La grande affaire du jour est sa volonté de se défaire de Ronen Bar, le directeur du Shin Bet, lequel, malgré les avanies et les humiliations subies, n’entend pas se laisser faire. Frédérique Schillo en a largement rendu compte dans son article publié dans le dernier numéro (N°1114) de Regards « Netanyahou contre la démocratie », inutile d’y revenir ici. Sauf que depuis, Ronen Bar, dans le cadre de la procédure judiciaire lancée par une série de pétitions contre son limogeage, a remis le 22 avril à la Cour suprême une déclaration sous serment qui décrit ses relations avec le Premier ministre. La lecture de la partie publiée de cet affidavit – la plupart, soit 31 pages de documents classés, est confidentiel – fait froid dans le dos. On y apprend que Netanyahou a protégé des employés de son bureau qui étaient impliqués jusqu’au cou dans des liens occultes avec le Qatar, par ailleurs principal bailleur de fonds du Hamas ; comment il a évincé Ronen Bar de l’équipe de négociation pour la libération des otages au profit d’un de ses séides, cela malgré son expertise et le rôle crucial qu’il avait joué dans la conclusion d’accords antérieurs ; que le premier ministre lui a demandé de signer une lettre rédigée par ses services destinée à interrompre son procès pour corruption en invoquant des risques sécuritaires imaginaires pour sa sécurité ; qu’il lui a demandé de déployer le Shin Bet pour traquer les manifestants contre la réforme judiciaire ; et, cerise sur le gâteau, qu’il a exigé que, advenant une crise constitutionnelle, le chef du Shin Bet lui obéisse plutôt qu’à la Cour suprême. Autrement dit, qu’il accepte de transformer l’agence de sécurité intérieure en une milice dévouée à sa personne, une sorte de Stasi ou de Securitate. Certaines de ses exigences, il les a formulées après avoir fait sortir de la pièce, au mépris du règlement, ses assistants et la sténographe, afin que rien de tout cela ne transpire à l’extérieur.

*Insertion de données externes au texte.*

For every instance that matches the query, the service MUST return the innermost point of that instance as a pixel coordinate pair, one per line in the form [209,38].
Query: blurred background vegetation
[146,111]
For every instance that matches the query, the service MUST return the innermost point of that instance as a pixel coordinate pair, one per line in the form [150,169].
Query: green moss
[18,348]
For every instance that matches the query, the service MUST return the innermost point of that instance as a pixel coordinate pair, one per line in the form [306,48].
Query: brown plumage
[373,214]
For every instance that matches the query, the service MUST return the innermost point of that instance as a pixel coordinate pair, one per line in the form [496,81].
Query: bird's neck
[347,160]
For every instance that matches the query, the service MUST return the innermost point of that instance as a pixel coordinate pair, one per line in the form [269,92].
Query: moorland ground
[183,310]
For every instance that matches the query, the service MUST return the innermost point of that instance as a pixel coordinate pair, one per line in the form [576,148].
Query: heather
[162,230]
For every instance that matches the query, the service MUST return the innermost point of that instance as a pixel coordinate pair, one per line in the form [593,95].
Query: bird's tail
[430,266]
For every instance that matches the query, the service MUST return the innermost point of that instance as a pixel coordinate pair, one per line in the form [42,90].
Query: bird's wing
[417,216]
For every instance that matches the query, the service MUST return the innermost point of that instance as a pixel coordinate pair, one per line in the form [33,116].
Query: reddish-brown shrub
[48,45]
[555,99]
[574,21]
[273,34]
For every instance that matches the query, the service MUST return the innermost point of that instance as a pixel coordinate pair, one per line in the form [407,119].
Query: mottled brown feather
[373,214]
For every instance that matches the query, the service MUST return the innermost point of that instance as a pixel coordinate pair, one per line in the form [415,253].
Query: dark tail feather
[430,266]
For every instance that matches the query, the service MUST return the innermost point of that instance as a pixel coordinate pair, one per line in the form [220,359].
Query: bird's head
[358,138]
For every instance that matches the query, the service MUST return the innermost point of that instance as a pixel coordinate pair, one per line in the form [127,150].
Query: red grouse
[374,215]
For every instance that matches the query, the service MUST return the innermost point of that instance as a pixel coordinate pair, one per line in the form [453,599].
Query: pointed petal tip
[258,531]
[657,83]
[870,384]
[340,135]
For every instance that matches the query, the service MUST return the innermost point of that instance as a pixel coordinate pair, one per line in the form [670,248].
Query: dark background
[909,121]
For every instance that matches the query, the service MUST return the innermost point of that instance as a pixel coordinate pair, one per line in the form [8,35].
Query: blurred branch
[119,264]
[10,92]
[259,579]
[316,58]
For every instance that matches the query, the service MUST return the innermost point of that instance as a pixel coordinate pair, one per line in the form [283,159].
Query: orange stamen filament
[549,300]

Comment Netanyahou va-t-il se sortir de ce mauvais pas ? La Cour suprême l’a invité à lui remettre sa propre déclaration sous serment. Ce sera compliqué pour un homme dont le mensonge est notoirement le mode normal de fonctionnement : cela revient à s’exposer à l’accusation de faux témoignage.

À la mi-avril, une information du New York Times faisait état d’un plan d’attaque israélien des installations nucléaires iraniennes dans le courant du mois de mai. Trump y a mis le veto, préférant, au grand dam de Netanyahou, s’engager dans une négociation avec le régime des mollahs. Pour l’heure, ce dernier s’est incliné. Une opération de cette nature sans l’accord et l’appui des Américains est une pure folie. Mais s’il estime que c’est le seul moyen qui lui reste pour sortir par le haut de la nasse dans laquelle il se trouve empêtré, il ne faut rien exclure. L’animal cerné est capable de tout pour survivre.

Le pape François nous a quittés. Son pontificat fut à la fois novateur – premier pape jésuite, et premier pape issu du Sud global, « pape des pauvres » soucieux de justice sociale, « pape des périphéries » attentif au sort des migrants et des minorités persécutées, et j’en passe – et pétri de contradictions, trop à gauche pour les traditionalistes, autoritaire et trop à droite pour les progressistes.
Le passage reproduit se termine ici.